珠洲市 長引く断水で酪農家が乳牛の飼育を断念

能登半島地震の被災地の広い範囲で続く断水は、生活や産業などの復旧を妨げ、深刻な影響を及ぼしています。
石川県珠洲市の酪農家は、水の確保が困難になっていることなどから40頭余りの乳牛全頭を手放し、飼育を諦める苦渋の決断をしました。

酪農家の松田徹郎さん(35)は、珠洲市唐笠町の牧場で黒毛和牛の能登牛と乳牛を合わせて100頭余り飼育しています。
牧場に併設した自宅は傾いて住めなくなり、現在は、事務所として使っていたコンテナでの避難を続けています。
地震の影響で、4棟ある牛舎の1つが傾いて使えなくなったほか、断水が続いているため牧場には牛に与える水がありません。
また、地震の直後に起きた停電で搾乳が行えず、乳牛の3頭に1頭ほどが乳房の炎症や発熱を起こしました。
水道の復旧はいまだ見通しが立たず、湧き水をタンクにためて牛の飲み水を確保しようとしていますが、気温が下がる日には湧き水が出てこないということです。

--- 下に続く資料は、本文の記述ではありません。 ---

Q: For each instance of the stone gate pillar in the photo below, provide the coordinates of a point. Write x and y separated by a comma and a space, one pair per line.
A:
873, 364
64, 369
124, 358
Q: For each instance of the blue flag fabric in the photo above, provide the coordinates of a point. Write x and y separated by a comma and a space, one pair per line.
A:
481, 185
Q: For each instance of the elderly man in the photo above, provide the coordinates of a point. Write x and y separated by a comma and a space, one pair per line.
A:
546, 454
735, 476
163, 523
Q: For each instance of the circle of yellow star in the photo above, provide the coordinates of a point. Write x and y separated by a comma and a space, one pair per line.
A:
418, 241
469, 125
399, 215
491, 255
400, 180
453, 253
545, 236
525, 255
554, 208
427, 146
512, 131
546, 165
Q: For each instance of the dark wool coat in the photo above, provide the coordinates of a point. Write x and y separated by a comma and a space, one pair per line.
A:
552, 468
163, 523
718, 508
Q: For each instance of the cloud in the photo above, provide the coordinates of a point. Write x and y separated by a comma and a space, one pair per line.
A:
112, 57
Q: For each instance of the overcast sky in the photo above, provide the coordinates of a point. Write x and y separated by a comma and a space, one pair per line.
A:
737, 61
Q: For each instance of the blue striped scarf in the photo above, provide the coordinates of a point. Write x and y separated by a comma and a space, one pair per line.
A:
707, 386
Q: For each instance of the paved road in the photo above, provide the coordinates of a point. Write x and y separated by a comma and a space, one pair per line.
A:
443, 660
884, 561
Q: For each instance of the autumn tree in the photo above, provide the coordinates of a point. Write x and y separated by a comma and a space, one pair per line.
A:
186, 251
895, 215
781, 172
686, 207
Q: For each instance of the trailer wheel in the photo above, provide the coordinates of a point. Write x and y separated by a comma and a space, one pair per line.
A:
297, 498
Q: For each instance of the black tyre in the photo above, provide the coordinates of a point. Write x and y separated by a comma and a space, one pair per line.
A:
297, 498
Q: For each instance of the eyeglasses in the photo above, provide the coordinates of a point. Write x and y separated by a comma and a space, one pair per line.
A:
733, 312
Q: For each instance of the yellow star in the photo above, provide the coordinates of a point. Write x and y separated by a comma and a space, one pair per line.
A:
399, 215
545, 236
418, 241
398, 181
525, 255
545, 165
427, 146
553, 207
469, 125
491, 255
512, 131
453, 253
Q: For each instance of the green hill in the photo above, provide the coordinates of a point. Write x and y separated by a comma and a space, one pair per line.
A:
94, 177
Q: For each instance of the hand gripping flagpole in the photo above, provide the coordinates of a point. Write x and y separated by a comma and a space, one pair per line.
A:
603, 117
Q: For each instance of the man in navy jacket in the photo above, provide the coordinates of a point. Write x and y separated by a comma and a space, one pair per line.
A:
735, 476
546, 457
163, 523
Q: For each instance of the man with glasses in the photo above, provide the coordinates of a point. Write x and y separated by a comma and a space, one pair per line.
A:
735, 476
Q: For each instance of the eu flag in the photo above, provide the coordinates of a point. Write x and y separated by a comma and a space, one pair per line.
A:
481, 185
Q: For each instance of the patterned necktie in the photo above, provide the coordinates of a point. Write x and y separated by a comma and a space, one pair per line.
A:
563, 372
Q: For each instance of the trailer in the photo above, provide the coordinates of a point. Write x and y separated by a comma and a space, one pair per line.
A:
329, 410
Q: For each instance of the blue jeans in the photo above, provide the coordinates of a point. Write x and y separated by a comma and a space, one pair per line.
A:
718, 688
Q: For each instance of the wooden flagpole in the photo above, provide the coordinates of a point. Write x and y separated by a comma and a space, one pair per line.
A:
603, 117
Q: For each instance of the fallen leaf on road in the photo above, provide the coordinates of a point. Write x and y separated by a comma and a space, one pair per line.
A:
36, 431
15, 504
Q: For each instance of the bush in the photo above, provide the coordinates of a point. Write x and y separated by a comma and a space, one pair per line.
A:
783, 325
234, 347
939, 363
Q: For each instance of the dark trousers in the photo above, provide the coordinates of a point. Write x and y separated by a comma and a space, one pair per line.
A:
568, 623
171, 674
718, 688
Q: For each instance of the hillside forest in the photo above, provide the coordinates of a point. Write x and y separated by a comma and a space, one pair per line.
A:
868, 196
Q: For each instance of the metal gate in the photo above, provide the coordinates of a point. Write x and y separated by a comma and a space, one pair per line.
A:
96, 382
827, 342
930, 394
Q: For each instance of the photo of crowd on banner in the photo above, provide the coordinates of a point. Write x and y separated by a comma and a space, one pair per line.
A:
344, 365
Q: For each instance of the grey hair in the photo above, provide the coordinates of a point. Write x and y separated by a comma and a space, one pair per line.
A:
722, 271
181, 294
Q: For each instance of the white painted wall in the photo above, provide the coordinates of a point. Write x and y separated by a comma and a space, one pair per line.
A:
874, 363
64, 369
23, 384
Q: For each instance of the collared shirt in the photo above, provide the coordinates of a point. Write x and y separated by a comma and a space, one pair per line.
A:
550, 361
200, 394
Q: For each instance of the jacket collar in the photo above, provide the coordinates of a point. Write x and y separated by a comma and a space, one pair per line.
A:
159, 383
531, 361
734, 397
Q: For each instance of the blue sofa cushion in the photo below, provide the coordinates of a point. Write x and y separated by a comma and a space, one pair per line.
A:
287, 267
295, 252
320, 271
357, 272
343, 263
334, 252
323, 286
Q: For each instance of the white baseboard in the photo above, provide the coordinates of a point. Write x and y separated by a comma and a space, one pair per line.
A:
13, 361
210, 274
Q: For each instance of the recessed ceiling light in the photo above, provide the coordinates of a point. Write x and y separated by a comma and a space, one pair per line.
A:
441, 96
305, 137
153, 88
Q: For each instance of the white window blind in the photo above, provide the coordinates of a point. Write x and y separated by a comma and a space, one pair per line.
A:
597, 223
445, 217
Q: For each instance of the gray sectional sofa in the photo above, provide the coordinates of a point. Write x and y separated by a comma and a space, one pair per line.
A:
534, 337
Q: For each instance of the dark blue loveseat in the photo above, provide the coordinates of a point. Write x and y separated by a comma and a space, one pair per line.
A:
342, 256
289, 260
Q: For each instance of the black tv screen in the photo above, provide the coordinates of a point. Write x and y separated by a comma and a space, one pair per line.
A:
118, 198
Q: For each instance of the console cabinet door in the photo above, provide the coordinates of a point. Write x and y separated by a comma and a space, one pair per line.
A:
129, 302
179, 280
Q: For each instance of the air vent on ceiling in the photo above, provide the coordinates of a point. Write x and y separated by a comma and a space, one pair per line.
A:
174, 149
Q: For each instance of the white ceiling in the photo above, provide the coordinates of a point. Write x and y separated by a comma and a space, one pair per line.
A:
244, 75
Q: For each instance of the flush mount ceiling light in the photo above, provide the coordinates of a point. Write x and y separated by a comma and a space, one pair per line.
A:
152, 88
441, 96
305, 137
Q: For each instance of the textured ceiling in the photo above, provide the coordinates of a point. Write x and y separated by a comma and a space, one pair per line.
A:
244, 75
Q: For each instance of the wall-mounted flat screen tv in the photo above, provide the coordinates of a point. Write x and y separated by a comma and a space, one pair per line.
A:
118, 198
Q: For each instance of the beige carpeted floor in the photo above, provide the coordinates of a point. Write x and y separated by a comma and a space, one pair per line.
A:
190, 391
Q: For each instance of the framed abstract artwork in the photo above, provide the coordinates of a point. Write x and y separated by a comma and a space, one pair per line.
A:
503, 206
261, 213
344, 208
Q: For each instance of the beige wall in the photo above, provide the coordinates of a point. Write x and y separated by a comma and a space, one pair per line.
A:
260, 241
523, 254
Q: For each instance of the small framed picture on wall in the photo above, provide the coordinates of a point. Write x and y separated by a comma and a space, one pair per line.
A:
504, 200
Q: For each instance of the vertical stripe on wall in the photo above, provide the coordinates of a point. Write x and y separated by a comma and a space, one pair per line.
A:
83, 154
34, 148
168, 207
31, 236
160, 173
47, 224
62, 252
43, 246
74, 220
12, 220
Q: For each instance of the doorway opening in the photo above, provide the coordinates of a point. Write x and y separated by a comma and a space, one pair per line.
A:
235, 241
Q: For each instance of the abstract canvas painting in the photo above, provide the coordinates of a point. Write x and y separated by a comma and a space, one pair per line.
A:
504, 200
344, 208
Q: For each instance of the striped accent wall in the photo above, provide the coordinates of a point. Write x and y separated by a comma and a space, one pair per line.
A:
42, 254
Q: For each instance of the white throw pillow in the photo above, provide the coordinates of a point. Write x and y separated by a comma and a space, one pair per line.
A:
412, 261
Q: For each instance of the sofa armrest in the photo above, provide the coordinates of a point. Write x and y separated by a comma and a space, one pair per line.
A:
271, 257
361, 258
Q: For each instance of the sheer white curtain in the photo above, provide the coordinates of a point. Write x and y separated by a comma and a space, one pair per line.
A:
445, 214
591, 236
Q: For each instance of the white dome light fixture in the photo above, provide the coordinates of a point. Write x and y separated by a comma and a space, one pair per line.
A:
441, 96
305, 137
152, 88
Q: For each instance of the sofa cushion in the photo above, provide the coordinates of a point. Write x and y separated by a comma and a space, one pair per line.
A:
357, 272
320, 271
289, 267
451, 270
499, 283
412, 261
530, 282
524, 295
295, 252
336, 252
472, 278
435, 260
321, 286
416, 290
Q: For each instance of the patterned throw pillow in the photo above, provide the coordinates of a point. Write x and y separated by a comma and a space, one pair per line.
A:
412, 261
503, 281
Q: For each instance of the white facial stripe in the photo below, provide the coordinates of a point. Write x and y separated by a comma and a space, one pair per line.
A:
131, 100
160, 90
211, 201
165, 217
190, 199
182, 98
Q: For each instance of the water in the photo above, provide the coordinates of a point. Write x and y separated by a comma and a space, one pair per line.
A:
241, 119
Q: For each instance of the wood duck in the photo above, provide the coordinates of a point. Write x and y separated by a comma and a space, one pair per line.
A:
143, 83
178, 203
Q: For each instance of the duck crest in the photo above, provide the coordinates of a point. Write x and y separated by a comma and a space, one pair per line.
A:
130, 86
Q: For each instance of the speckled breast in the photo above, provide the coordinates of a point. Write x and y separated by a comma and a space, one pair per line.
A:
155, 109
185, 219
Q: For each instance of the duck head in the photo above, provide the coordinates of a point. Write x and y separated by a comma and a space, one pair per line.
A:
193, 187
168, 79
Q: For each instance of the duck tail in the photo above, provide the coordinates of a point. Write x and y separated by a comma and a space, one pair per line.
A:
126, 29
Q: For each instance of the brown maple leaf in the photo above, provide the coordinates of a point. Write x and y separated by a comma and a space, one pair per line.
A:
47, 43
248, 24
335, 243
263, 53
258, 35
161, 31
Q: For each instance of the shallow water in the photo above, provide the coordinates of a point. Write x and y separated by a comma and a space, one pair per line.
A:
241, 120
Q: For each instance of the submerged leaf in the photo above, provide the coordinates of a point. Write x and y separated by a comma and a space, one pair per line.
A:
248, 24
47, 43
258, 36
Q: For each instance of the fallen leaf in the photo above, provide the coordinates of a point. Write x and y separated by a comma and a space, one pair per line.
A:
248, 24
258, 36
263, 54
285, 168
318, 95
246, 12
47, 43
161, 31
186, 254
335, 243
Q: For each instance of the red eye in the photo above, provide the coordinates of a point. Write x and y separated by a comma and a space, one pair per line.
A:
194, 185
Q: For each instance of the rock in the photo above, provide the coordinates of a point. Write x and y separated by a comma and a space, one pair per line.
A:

さらに6人いた従業員のうち3人が県外などに避難していて、牛の世話をする人手も足りず、松田さんは40頭余りの乳牛すべてを手放し、飼育を諦める苦渋の決断をしました。
松田さんは「育ててきた牛は、飼えるなら飼いたいし、乳牛を手放すのはやるせなく、どこにも怒りをぶつけられない状況です。こういった被害があることを知ってもらい、酪農を続けるための支援をしてほしい」と話していました。